- What should be on an AI governance checklist?
- A complete AI governance checklist should cover: (1) AI system inventory, (2) risk classification, (3) governance policy, (4) roles and accountability, (5) risk assessments, (6) governance controls, (7) human oversight mechanisms, (8) transparency disclosures, (9) incident logging, (10) ongoing monitoring, (11) board reporting, and (12) third-party vendor governance. Each item maps to at least one regulatory requirement under TRAIGA, the EU AI Act, or NIST AI RMF.
- Is an AI governance checklist required by law?
- Yes — several AI regulations now require structured governance programs that map to checklist-style requirements.

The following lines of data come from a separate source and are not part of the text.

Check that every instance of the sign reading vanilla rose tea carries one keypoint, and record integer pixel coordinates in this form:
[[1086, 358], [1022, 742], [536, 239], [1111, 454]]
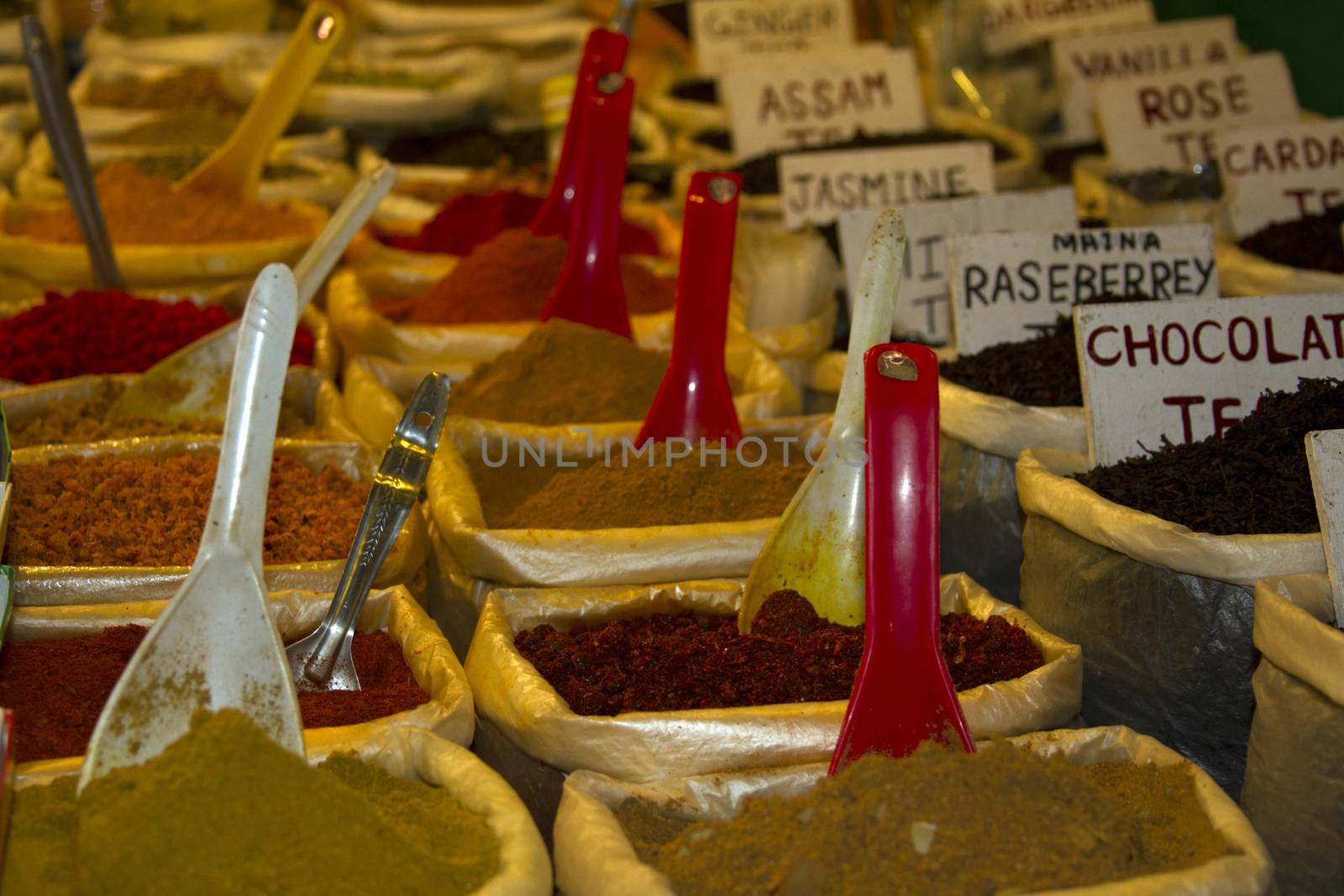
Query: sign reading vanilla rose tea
[[1011, 24], [921, 308], [1281, 172], [725, 29], [1184, 371], [1171, 120], [812, 100], [1007, 288], [817, 187], [1082, 60]]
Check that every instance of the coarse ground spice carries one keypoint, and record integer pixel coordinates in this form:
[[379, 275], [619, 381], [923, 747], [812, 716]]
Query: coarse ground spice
[[108, 332], [941, 821], [685, 661], [635, 492], [145, 210], [151, 511], [510, 277], [564, 372], [1312, 242], [1252, 479], [195, 815], [58, 688]]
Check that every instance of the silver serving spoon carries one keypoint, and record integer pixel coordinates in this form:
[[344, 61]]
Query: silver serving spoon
[[323, 661]]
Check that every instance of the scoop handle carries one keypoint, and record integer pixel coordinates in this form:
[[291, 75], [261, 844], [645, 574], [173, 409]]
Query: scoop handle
[[62, 127], [604, 53], [396, 488], [696, 399], [589, 289]]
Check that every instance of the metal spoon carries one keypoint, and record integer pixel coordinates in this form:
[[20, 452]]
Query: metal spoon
[[817, 546], [323, 661], [62, 127], [215, 647]]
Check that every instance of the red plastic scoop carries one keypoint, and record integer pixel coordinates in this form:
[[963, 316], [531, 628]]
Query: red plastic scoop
[[589, 289], [902, 694], [694, 399], [604, 53]]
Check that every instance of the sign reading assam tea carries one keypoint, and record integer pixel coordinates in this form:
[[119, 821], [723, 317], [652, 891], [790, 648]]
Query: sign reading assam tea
[[921, 308], [1281, 172], [1183, 371], [1169, 120], [1012, 286], [812, 100]]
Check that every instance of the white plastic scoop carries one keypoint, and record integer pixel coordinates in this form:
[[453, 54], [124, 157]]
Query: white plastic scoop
[[215, 647], [186, 385], [817, 546]]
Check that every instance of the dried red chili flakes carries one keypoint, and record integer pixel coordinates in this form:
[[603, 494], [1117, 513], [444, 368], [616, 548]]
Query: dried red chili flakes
[[685, 661], [58, 688]]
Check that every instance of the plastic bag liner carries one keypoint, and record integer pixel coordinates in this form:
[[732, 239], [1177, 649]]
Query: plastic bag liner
[[46, 586], [645, 746], [980, 438], [1242, 273], [1163, 614], [421, 755], [1294, 770], [448, 714], [593, 856], [588, 557]]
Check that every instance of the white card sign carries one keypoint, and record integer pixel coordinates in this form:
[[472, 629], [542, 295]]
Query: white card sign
[[1169, 121], [723, 29], [1326, 458], [921, 309], [817, 187], [822, 98], [1189, 369], [1007, 288], [1281, 172], [1012, 24], [1081, 60]]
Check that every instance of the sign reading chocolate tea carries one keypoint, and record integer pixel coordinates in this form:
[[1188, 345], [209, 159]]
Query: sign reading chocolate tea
[[1281, 172], [1184, 371], [1007, 288], [921, 308], [1011, 24], [1081, 60], [822, 98], [1169, 120], [723, 29], [817, 187]]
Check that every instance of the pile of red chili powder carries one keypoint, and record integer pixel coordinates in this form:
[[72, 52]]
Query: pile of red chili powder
[[685, 661], [108, 332], [470, 219], [58, 688]]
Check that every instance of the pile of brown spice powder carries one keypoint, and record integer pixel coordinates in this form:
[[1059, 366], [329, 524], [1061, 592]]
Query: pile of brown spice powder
[[151, 511], [941, 821], [685, 661]]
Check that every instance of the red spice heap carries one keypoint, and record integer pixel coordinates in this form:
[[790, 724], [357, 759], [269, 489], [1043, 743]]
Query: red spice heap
[[470, 219], [108, 332], [510, 280], [669, 663], [57, 688]]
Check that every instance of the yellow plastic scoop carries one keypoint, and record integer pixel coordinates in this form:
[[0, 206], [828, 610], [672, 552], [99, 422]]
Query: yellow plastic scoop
[[234, 170], [817, 546]]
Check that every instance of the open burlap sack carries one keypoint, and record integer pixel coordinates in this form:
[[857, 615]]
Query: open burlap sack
[[449, 712], [593, 856], [1294, 772], [1163, 613], [647, 746], [46, 586]]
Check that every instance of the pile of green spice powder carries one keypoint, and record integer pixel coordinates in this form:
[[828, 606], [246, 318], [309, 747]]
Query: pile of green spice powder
[[1001, 821], [226, 810]]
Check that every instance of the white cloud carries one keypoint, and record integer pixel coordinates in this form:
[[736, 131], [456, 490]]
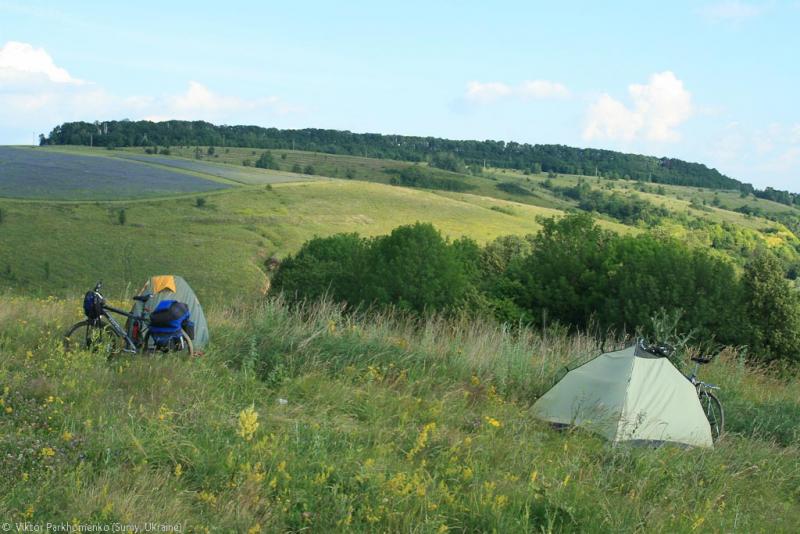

The Texas Responsible AI Governance Act (TRAIGA) requires a written AI system registry, risk assessments for high-risk systems, human oversight mechanisms, and board-level reporting. The EU AI Act requires conformity assessments, technical documentation, and post-market monitoring for high-risk AI. Having a documented checklist demonstrates compliance intent and provides evidence in enforcement actions.
- How long does it take to complete an AI governance checklist?
- For a typical mid-size organization with 5–20 AI systems, completing a full AI governance program takes 3–6 months. The fastest items (incident log, role assignments) can be done in a week. The most time-intensive items (risk assessments, control implementation, monitoring infrastructure) take weeks to months per system. Using purpose-built AI governance software like Risk Meridian can cut the timeline by 60–70% through automation, templates, and guided workflows.
- What is the difference between an AI governance checklist and an AI compliance checklist?
- They are closely related but distinct. An AI governance checklist covers the internal program your organization builds — policies, roles, oversight structures, risk management processes. An AI compliance checklist is more externally focused — it maps your program to specific regulatory requirements to verify you meet legal obligations. In practice, a good AI governance checklist naturally produces compliance with major regulations including TRAIGA, EU AI Act, and NIST AI RMF.
- Which AI regulations does this checklist cover?
- This checklist maps to four major frameworks: the Texas Responsible AI Governance Act (TRAIGA), the EU AI Act, the NIST AI Risk Management Framework (AI RMF), and ISO/IEC 42001. Each checklist item references the specific statutory or framework provision it satisfies, so you can trace your program directly to regulatory requirements.
- Do small businesses need an AI governance checklist?
- It depends on whether you deploy AI in consequential decisions. TRAIGA applies to organizations that use AI to make decisions affecting employment, credit, housing, healthcare, or education — regardless of company size. If you use an applicant tracking system with AI scoring, an AI credit underwriting tool, or a clinical decision support AI, you are likely subject to governance requirements even as a small business.